Devemos em primeiro lugar deixar claro que o relativismo moral não é, em si, uma posição ridícula. Pelo contrário, embora eu considere que o relativismo moral está no fim das contas errado, ele deve ser considerado uma posição moral séria, digna de respeito e de debate. Mas se deve distinguir o relativismo moral sério do relativismo moral grosseiro e superficial - que é exatamente aquele que é expresso pelo argumento de que ora nos ocupamos. Vamos tentar explicar a diferença entre os dois e a partir dessa explicação fornecer a refutação daquele argumento.

Chama-se relativismo moral à concepção segundo a qual a melhor forma de compreender a moralidade, isto é, o domínio em que se formam os juízos sobre o que é certo e errado, é como uma seção ou um reflexo da cultura de cada povo e de cada época. Está geralmente associado com uma visão não cognitivista, isto é, com uma crença de que a moral não é um domínio de conhecimento, em que possa haver crenças verdadeiras e falsas ou razões aceitáveis e inaceitáveis, e sim algum tipo de domínio afetivo ou expressivo, no qual se manifestam os valores e atitudes próprios de certa forma de vida cultural. As crenças morais, para essa concepção, não são verdadeiras ou falsas em si mesmas, mas apenas verdadeiras e falsas "para nós", quer dizer, da perspectiva de uma cultura particular e em razão de pertencer àquela cultura: As nossas crenças morais são verdadeiras apenas porque são as nossas crenças. Exatamente porque, para o relativismo, os indivíduos só são capazes de ter e de pôr em ação crenças morais na condição de integrantes de uma forma de vida cultural particular e na medida em que possam reconhecer tais crenças como as suas crenças particulares, seria impossível uma moral universal. Geralmente o relativista moral lança contra as tentativas de universalismo moral a suspeita de que se trata apenas da tentativa etnocêntrica de imposição das crenças de uma cultura particular como devendo ser reconhecidas como verdadeiras para todas as outras culturas. Toda moralidade seria sempre cultural e particular, e o fato de alguma moralidade se proclamar racional e universal viria sempre de uma falta de reconhecimento da alteridade e de uma falta de modesto reconhecimento dos limites de qualquer moralidade concreta.

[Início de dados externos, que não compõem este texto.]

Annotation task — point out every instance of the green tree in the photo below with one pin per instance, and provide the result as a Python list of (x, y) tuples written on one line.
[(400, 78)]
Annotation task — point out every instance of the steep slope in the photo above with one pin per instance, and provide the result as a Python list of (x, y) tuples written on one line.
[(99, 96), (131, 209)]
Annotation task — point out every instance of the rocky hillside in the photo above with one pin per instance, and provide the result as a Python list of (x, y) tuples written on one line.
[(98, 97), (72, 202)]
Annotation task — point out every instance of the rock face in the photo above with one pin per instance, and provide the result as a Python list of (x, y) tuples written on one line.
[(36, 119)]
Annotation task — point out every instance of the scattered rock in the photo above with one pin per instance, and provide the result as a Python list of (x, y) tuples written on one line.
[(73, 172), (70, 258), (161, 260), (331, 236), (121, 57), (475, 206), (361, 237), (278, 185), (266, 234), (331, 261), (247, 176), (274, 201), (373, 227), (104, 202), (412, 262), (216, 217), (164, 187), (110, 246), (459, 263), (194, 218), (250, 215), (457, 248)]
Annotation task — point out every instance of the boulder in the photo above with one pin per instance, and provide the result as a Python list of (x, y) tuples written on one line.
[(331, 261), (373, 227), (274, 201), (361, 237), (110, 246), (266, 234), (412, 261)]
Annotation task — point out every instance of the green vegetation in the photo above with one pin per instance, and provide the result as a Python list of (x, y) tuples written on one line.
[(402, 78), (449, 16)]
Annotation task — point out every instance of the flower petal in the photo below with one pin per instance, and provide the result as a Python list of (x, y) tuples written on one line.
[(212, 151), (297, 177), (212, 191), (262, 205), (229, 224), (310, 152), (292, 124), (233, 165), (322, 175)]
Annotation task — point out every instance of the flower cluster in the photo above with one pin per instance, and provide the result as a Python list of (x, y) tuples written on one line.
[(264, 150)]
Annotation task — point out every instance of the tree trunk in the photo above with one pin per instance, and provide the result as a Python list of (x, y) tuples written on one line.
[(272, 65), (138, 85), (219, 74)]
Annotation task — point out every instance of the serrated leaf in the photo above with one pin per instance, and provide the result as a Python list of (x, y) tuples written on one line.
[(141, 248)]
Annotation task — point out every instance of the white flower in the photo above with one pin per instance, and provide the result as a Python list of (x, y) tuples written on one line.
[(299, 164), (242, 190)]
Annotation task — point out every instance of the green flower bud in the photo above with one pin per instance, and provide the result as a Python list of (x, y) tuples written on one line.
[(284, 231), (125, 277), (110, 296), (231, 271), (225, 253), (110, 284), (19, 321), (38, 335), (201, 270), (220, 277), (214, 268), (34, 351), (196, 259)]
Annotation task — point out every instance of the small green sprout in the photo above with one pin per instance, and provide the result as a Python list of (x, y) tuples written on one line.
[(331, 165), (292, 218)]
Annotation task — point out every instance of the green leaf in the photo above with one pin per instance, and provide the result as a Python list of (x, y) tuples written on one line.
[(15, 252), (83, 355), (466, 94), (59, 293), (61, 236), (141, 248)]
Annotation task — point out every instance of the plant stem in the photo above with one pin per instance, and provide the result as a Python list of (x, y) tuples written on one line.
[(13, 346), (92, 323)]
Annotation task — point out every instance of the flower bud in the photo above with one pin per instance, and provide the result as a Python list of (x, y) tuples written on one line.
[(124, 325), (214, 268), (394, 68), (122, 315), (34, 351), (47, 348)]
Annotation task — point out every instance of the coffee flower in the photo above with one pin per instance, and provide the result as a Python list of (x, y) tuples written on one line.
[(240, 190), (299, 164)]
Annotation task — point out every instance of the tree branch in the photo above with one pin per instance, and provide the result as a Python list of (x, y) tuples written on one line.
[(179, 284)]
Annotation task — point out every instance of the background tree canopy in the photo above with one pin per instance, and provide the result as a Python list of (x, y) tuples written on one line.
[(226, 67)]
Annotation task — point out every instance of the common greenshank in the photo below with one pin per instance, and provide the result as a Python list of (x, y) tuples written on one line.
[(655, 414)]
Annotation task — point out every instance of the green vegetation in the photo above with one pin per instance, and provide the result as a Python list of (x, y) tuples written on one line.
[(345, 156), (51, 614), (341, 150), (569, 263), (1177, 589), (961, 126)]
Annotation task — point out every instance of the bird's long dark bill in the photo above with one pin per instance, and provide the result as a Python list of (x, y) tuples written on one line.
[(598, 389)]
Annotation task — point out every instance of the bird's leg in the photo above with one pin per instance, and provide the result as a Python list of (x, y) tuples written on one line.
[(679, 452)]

Aquilo que estou chamando aqui de relativismo moral grosseiro e superficial é uma versão confusa e distorcida do relativismo moral que acabei de descrever. Seu erro básico consiste em confundir o domínio empírico das crenças morais com o domínio normativo das concepções morais. Acredita que o fato empírico de que, em diferentes culturas, se adotam diferentes critérios morais implica na conclusão normativa de que os critérios morais só têm validade no âmbito de cada cultura. Mas isso é claramente um erro. Uma coisa é que as pessoas acreditem todas na mesma coisa ou acreditem cada uma em coisas distintas. Isso tem a ver com aquilo em que as pessoas creem no plano empírico: é um fato que elas creem em coisas distintas. Outra coisa é que as pessoas devam acreditar todas na mesma coisa ou devam acreditar cada uma em coisas distintas. Aqui não estamos falando do que elas acreditam, mas daquilo em que deveriam acreditar, caso examinassem as questões racionalmente e tendo em vista os bons argumentos para um lado e para o outro.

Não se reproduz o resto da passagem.